Question While manual delineation of thoracic organs at risk is labor-intensive, prone to errors, and time-consuming, evaluation of AI models performing this task lacks robustness. Findings The deep-learning model using the nnU-Net framework showed excellent performance, generalizability, and robustness in segmenting thoracic organs in CT, enhancing radiotherapy planning efficiency.
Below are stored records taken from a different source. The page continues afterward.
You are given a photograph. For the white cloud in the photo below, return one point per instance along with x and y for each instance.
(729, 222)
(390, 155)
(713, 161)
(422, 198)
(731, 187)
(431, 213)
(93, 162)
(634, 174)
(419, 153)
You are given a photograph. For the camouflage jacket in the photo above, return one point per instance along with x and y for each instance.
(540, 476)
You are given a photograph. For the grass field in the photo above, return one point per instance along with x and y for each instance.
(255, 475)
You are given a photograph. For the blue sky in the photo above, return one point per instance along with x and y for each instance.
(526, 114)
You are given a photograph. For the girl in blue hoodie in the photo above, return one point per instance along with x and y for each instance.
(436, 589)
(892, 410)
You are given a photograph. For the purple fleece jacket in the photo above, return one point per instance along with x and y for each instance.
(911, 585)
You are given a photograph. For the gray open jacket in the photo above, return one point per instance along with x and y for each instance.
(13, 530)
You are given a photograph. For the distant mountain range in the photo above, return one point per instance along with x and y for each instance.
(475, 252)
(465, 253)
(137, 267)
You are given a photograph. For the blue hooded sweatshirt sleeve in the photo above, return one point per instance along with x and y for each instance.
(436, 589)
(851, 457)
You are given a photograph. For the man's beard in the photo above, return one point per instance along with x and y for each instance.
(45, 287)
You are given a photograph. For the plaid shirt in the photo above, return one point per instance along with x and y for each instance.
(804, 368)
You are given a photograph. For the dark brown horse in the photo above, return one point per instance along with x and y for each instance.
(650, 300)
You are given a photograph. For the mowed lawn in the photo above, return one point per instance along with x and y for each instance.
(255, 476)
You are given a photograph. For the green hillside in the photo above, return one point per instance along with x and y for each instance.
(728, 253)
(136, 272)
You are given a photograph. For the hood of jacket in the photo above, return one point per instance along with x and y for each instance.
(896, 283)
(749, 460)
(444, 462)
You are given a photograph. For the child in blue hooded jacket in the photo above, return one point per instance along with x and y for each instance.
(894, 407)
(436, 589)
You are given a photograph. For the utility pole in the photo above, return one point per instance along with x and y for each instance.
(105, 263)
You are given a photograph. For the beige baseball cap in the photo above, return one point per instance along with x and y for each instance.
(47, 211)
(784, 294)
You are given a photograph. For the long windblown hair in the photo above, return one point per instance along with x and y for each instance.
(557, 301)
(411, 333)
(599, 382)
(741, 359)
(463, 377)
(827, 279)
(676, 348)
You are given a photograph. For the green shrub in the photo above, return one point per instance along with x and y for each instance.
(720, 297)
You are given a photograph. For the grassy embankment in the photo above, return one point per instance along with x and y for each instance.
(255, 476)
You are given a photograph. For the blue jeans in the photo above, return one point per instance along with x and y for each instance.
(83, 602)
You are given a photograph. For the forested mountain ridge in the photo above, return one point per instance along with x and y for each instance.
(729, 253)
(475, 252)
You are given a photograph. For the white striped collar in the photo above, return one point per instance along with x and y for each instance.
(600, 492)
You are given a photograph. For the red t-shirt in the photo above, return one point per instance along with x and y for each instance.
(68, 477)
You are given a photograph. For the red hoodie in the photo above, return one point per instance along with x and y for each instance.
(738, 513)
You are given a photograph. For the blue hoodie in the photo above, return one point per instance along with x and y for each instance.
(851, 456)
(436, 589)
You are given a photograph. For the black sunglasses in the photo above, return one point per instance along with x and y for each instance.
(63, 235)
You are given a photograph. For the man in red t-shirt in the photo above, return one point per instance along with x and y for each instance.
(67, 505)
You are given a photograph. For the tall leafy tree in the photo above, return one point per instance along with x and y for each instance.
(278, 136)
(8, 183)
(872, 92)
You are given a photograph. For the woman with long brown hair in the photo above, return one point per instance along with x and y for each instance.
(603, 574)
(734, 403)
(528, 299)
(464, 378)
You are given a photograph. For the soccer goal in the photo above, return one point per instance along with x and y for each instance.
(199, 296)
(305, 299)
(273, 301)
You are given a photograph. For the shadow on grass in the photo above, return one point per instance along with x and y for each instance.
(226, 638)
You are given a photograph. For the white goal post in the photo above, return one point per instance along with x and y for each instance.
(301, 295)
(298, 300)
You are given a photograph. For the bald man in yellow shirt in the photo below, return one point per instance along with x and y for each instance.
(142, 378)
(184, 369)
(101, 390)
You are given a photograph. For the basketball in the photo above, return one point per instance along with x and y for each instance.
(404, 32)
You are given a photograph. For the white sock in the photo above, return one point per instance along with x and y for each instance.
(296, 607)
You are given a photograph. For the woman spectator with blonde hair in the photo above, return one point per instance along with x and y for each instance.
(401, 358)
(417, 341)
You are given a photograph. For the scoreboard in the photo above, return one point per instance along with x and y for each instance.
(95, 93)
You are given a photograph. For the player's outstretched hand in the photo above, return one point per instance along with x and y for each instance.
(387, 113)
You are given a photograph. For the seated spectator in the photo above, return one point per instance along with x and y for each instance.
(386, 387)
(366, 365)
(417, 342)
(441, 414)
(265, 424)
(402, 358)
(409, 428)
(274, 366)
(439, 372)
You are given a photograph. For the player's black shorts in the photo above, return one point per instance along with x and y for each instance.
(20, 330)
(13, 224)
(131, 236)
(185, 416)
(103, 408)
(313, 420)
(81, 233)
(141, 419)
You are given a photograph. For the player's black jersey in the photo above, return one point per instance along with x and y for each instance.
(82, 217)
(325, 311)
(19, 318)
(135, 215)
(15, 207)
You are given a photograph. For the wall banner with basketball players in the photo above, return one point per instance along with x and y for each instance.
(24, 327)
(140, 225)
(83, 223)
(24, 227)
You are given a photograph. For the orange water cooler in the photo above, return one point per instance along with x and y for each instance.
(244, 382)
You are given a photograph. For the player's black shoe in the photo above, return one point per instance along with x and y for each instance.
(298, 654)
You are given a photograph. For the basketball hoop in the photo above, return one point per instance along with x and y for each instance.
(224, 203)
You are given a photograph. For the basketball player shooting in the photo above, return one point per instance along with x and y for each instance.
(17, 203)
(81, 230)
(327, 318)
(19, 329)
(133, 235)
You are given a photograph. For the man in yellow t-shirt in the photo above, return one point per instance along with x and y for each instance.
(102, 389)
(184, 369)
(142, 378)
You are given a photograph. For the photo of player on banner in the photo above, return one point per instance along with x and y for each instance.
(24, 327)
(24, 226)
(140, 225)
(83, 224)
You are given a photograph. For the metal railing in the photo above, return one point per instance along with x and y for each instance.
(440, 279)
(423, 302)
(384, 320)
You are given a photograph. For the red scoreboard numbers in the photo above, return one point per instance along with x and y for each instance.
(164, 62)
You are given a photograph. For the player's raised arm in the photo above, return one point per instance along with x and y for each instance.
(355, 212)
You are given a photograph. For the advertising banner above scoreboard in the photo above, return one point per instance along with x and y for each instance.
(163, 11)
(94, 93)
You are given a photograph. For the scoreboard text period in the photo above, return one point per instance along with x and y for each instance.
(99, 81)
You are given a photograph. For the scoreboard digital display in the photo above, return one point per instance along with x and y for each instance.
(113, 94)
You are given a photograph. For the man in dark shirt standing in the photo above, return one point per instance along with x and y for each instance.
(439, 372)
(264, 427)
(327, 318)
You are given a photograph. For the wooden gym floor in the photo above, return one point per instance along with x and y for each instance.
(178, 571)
Clinical relevance Automatic segmentation of thoracic organs at risk can save clinicians time without compromising the quality of the delineations, and extensive evaluation across diverse settings demonstrates the potential of integrating such models into clinical practice.
本研究旨在评估和比较两种先进的深度学习方法,用于在放射治疗计划的背景下,在CT图像中分割四个胸部危及器官(OAR)——食管、气管、心脏和主动脉。
我们比较了一种多器官分割方法和多个单器官模型的融合,每个单器官模型专门用于一个OAR。所有模型均使用nnU-Net并采用默认参数和全分辨率配置进行训练。我们通过对抗性扰动评估它们的鲁棒性,以及在外部数据集上的泛化能力,并探讨与完全手动描绘相比,专家校正引入的潜在偏差。
两种方法均表现出优异的性能,多类设置下的平均Dice分数为0.928,融合四个单器官模型时为0.930。对外部数据集和常见程序对抗性噪声的评估证明了这些模型具有良好的泛化能力。此外,两种模型的专家校正均显示出相对于原始自动分割存在显著偏差。两次校正之间的平均Dice分数为0.93,范围从气管的0.88到心脏的0.98。
两种方法在分割四个胸部OAR方面均表现出优异的性能和泛化能力,可能提高放射治疗计划的效率。然而,多器官设置因其效率优势而被证明是有利的,所需的训练时间和资源更少,使其成为该任务的首选。此外,临床医生对人工智能分割的校正可能会导致人工智能方法的结果出现偏差。应使用手动标注的测试集来评估此类方法的性能。
问题 虽然手动描绘胸部危及器官既费力、容易出错又耗时,但对执行此任务的人工智能模型的评估缺乏鲁棒性。发现 使用nnU-Net框架的深度学习模型在分割CT中的胸部器官方面表现出优异的性能、泛化能力和鲁棒性,提高了放射治疗计划效率。临床意义 自动分割胸部危及器官可以节省临床医生的时间,同时不影响描绘质量,并且在不同环境下的广泛评估证明了将此类模型整合到临床实践中的潜力。